And here's the context that makes it sting: a 2026 Agentic AI Security Report surveying 300 enterprise leaders found 97% expect a material AI-agent-driven security incident within 12 months. Nearly half expect one within 6 months. But only 6% of security budgets are allocated to agent security.
97% expect disaster. 6% are funding defense. That's the gap.
If you're running CrewAI with Code Interpreter in anything resembling production, implement fail-closed configs today. If Docker isn't available, Code Interpreter shouldn't fall back to an unsandboxed runtime. Full stop. And if you're evaluating any agent framework, the question isn't "does it work?" It's "what happens when someone poisons the input?"
3. Nvidia's Blackwell Ultra Just Made Self-Hosted Inference a Real Option: 2.49M Tokens/Sec, 30 Cents Per Million
Nvidia set new MLPerf Inference v6.0 records on April 2 using four GB300 NVL72 systems (288 Blackwell Ultra GPUs) interconnected via Quantum-X800 InfiniBand. The headline number: 2.49 million tokens per second on DeepSeek-R1 in offline mode. That's the largest GPU configuration ever submitted to any MLPerf benchmark.
The number that matters more for builders: 250K tokens/sec on the interactive benchmark at 30 cents per million tokens generated. That's a 2.77x speedup over the prior-generation GB200 NVL72.
Nvidia was the sole platform to submit across all new tests, including Qwen3-VL-235B and text-to-video generation. Nobody else could even run the full suite.
I keep coming back to the 30 cents number. Right now, if you're calling Claude or GPT APIs at scale, you're paying somewhere between $3 and $75 per million output tokens depending on the model. Self-hosted inference on Blackwell Ultra at $0.30/M is an order of magnitude cheaper than most API pricing. Yes, the upfront hardware cost is enormous. Yes, you need the expertise to run it. But for companies processing millions of requests daily, the build-vs-buy math just shifted hard.
This also matters for the open model ecosystem. vLLM just crossed 75K stars with expanded Blackwell support. NVIDIA is optimizing Gemma 4 for deployment across RTX to DGX Spark to Jetson. The inference stack is maturing fast enough that "run your own models" is becoming a real option for mid-size companies, not just hyperscalers.
If you're planning inference infrastructure for the next 12 months, these benchmarks are your baseline. The 30-cent floor reshapes every cost model I've seen.
4. HubSpot Kills Seat-Based Pricing for AI Agents. Your Customers Will Ask Why You Haven't.

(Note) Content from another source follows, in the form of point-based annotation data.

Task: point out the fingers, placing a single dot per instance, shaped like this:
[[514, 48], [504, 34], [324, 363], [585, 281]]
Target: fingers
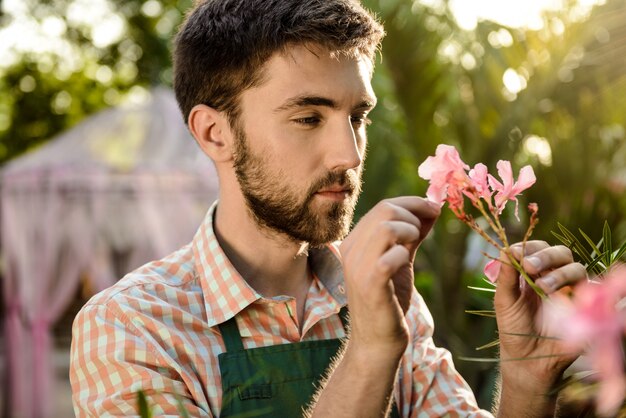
[[553, 267], [396, 257], [567, 275], [402, 221]]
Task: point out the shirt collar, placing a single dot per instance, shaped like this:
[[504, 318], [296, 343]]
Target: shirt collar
[[226, 293]]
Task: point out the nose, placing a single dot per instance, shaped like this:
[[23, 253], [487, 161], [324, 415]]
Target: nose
[[346, 147]]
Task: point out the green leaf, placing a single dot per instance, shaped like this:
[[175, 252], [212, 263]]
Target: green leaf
[[597, 266], [482, 289], [619, 253], [608, 246], [489, 282], [596, 251], [575, 245], [479, 359], [487, 313], [142, 405], [493, 343], [561, 238]]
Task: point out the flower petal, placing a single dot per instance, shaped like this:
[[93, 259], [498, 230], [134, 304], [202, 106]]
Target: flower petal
[[525, 180], [506, 174]]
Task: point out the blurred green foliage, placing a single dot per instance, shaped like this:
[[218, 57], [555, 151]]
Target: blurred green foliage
[[563, 113]]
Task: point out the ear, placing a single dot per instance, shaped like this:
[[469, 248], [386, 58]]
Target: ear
[[211, 130]]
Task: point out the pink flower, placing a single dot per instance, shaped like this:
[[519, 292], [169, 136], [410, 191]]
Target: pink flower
[[479, 177], [594, 320], [492, 270], [443, 170], [508, 189]]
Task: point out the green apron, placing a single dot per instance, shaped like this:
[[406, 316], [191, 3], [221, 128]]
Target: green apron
[[274, 381]]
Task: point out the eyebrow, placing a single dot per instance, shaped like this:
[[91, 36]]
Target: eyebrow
[[303, 101]]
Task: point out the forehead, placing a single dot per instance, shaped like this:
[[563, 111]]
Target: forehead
[[301, 70]]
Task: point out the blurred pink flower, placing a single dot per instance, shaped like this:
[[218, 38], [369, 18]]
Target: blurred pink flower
[[492, 270], [444, 169], [509, 188], [594, 320]]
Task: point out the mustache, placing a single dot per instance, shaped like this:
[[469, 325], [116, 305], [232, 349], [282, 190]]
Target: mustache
[[348, 180]]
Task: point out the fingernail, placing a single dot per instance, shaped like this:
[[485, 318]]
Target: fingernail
[[516, 251], [533, 261], [547, 283]]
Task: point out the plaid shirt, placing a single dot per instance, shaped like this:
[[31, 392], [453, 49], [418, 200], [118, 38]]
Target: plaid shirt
[[156, 330]]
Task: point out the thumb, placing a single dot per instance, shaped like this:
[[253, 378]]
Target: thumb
[[509, 287]]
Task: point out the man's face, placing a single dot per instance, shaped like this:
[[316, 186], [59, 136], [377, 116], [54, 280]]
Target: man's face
[[300, 143]]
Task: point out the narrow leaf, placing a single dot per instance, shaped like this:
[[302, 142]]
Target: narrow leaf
[[575, 244], [482, 289], [494, 343], [608, 246], [619, 253], [479, 359], [596, 266], [596, 251], [492, 284], [488, 314], [561, 238], [541, 337]]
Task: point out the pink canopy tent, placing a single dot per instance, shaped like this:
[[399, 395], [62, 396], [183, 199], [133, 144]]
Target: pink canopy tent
[[125, 186]]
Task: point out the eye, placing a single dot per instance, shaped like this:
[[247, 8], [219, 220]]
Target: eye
[[308, 120], [360, 120]]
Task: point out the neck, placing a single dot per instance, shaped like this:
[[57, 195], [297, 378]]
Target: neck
[[270, 262]]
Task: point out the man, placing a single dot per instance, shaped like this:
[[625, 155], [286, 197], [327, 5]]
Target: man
[[250, 319]]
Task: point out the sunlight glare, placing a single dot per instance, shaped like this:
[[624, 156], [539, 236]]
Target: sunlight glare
[[512, 13]]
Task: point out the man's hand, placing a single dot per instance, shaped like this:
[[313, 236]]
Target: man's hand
[[377, 260], [378, 269], [526, 384]]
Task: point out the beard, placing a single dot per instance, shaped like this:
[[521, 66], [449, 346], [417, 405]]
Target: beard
[[281, 207]]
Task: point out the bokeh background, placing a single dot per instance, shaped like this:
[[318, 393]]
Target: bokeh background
[[536, 82]]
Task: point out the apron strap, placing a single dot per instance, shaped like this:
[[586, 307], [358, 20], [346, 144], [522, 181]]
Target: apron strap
[[345, 320], [230, 334]]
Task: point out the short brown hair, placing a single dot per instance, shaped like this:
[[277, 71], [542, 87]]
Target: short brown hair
[[223, 44]]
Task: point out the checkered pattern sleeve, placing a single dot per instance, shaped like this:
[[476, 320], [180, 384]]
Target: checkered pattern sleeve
[[113, 360], [437, 389]]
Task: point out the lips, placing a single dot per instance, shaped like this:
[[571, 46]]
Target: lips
[[336, 189]]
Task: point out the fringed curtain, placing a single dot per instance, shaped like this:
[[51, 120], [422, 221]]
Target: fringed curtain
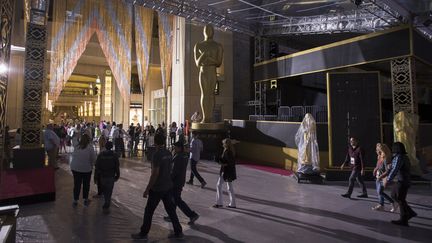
[[115, 36], [143, 38], [166, 28], [72, 29], [75, 21]]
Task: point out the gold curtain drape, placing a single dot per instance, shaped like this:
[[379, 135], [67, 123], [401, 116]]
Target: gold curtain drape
[[143, 39], [74, 23], [114, 31], [405, 127], [166, 28], [72, 28]]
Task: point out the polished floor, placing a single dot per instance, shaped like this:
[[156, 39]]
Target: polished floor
[[270, 208]]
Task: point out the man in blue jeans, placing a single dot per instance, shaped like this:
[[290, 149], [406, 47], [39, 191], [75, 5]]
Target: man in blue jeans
[[159, 188], [196, 147], [355, 157], [178, 175], [106, 173]]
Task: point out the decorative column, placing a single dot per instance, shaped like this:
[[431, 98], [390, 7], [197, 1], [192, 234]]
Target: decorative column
[[405, 108], [6, 20], [36, 42], [404, 85]]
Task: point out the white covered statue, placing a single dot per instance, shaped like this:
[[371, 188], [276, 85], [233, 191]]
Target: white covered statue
[[307, 144]]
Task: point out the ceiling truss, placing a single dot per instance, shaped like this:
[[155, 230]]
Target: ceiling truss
[[371, 15]]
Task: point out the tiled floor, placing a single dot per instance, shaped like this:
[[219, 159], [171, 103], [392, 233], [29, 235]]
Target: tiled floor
[[271, 208]]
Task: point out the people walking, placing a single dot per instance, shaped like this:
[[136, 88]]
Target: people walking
[[380, 172], [401, 169], [227, 174], [81, 165], [107, 171], [52, 143], [196, 147], [118, 136], [355, 157], [178, 176], [173, 130], [159, 188]]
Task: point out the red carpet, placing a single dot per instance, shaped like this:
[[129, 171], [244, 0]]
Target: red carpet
[[267, 168], [22, 183]]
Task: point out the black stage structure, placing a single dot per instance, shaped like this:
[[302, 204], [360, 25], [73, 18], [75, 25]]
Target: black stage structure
[[352, 98]]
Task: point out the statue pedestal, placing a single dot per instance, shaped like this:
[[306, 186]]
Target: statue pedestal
[[211, 134]]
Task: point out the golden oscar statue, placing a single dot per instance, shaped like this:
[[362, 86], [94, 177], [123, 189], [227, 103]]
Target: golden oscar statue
[[208, 56]]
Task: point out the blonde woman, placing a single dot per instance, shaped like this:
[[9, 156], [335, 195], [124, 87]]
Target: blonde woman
[[227, 173], [382, 168]]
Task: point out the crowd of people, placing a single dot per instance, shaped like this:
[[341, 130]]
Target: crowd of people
[[65, 137], [169, 161], [173, 152], [391, 164]]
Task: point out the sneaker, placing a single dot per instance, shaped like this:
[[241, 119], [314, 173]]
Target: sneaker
[[139, 236], [193, 219], [400, 222], [346, 195], [176, 236], [105, 210], [394, 208], [378, 207], [203, 184], [412, 215]]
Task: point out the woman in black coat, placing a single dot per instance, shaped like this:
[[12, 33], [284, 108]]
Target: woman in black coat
[[227, 174]]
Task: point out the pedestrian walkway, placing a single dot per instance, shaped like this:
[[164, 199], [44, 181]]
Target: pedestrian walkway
[[270, 208]]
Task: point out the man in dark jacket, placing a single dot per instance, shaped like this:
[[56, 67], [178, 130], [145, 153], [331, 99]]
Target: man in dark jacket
[[401, 169], [159, 188], [355, 157], [178, 176], [107, 171]]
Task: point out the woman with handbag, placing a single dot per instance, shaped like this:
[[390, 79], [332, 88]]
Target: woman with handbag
[[381, 171], [227, 173], [81, 165]]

HubSpot announced on April 2 that its Breeze Customer and Prospecting Agents move to outcome-based pricing effective April 14. $0.50 per resolved conversation. $1 per lead recommended for outreach. HubSpot CCO Jon Dick: "you pay when it works, full stop."
HubSpot has 228,000 customers. This isn't a startup experimenting. This is the largest CRM/marketing vendor to abandon seat-based models for AI agents.
They're following Intercom, Sierra, Zendesk, and Decagon, but the scale is different. When HubSpot moves, every marketing and sales SaaS vendor has to answer the question: why am I still charging per seat when my competitor charges per result?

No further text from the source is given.